Dating to c. 1830-1835, the house at 47 Chaplin Street in Chaplin is the parsonage of the Congregational Church next door. It is also known as “Friendship House.”

Isaac Goodell House (1828)

Thursday, May 11th, 2017 Posted in Chaplin, Federal Style, Houses | No Comments »

The house at 318 Phoenixville Road in Chaplin was built c. 1828 by Isaac Goodell. It was later owned by Lester Bill and Newell C. Hunt. Jesse Hunt sold the house to George England in 1905.

Newell Jennings House (1917)

Wednesday, May 10th, 2017 Posted in Bristol, Colonial Revival, Houses | No Comments »

The house at 4 Oakland Street in Bristol was built in 1917 and came to be well-known as an exemplar of the Colonial/Georgian Revival style after it was featured in the Christmas 1920 issue of House Beautiful (“An Adaptation of the Colonial House,” by Alexander E. Hoyle). Designed by Goodell & Root, the house was built for Newell Jennings (1883-1965), who (starting in 1910) practiced law with his uncle, Roger S. Newell, in the firm of Newell & Jennings. The year the house was built, Jennings was appointed assistant state attorney. He was later a Hartford Superior Court judge.

Edwin Griswold House (1838)

Tuesday, May 9th, 2017 Posted in Essex, Greek Revival, Houses | No Comments »

Edwin Griswold (1813-1897) built the house at 33 Main Street in Ivoryton in 1838, on land he had purchased from his father, Daniel Griswold. Edwin was the partner of Samuel Merritt Comstock in the combmaking firm of Comstock & Griswold. Comstock had a house nearly identical to Griswold’s built at the same time on the other side of Bracket Lane. In 1903 the house was acquired by Clarence Bushnell. He and Linwell Behrens were bicycle salesmen who in 1904 started Behrens and Bushnell, one of the first auto dealerships in Middlesex County. The house was later owned by Comstock, Cheney & Co. and was also a parsonage of the Ivoryton Congregational Church.

Abner Kirtland House (1767)

Monday, May 8th, 2017 Posted in Colonial, Deep River, Houses | No Comments »

The house at 19 Union Street in Deep River was built c. 1767 by Lieut. Abner Kirtland (1745-1834). He was the son of Capt. Philip Kirtland (1693-1764), one of the first settlers of what would become Deep River. Abner Kirtland served in the Revolutionary War, being commissioned 1st Lt. in Col. William Worthington’s Regiment of the 7th Conn. Militia in 1780.
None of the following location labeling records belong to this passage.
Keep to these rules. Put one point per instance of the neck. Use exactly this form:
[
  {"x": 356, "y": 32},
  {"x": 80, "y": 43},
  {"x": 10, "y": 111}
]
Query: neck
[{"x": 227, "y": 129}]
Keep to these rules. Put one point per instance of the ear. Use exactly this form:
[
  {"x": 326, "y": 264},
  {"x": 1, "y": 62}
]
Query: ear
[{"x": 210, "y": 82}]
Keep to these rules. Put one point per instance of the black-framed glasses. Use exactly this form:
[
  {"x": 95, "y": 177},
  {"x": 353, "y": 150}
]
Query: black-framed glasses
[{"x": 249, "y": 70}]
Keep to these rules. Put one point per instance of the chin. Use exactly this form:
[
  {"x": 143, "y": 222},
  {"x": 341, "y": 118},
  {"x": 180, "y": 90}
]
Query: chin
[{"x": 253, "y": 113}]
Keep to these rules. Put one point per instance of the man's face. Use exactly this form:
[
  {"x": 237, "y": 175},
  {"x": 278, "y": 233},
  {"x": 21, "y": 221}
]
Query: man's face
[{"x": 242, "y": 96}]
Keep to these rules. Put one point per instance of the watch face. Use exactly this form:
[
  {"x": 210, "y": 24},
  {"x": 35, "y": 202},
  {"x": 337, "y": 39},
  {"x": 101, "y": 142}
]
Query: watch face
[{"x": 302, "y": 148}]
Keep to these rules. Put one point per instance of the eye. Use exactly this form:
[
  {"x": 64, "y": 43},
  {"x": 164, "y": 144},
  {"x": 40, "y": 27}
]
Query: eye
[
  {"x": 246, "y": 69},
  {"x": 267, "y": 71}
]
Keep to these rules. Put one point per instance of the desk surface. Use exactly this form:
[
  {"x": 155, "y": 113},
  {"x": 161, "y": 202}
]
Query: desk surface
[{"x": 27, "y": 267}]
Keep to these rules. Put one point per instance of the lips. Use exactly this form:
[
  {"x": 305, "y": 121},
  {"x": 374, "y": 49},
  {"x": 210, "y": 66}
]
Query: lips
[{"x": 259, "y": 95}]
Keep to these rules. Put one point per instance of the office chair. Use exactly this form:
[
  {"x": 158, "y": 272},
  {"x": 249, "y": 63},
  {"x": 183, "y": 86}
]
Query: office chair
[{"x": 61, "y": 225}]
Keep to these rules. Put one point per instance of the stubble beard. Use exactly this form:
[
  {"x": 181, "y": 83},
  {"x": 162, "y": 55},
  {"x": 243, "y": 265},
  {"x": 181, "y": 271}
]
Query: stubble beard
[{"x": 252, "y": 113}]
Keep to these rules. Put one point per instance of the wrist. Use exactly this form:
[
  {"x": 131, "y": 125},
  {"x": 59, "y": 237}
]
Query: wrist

Capt. Dolbeare House (1855)

Saturday, May 6th, 2017 Posted in Colonial Revival, Greek Revival, Houses, Old Saybrook | No Comments »

The Capt. Dolbeare House, located at 70 North Cove Road in Old Saybrook, is an 1855 ship captain’s home. The house was enlarged and remodeled in 1931, at which time the two-story colonnade on the west gable end was most likely added. The house was renovated by developer John Aldi in the 1990s.

Stanley-Woodruff-Allen House (1752)

Wednesday, May 3rd, 2017 Posted in Colonial, Houses, West Hartford | No Comments »

The red saltbox house at 37 Buena Vista Road in West Hartford was built about 1752 by Samuel Stanley for his son, also named Samuel, who married Joanna Goodman in 1754. It was later owned by members of the Woodruff and Allen families and in 1943 was purchased by West Hartford to be a caretakers house for the town’s golf course. In 1976 the West Hartford Art League began leasing the building, which was restored to become the Saltbox Gallery.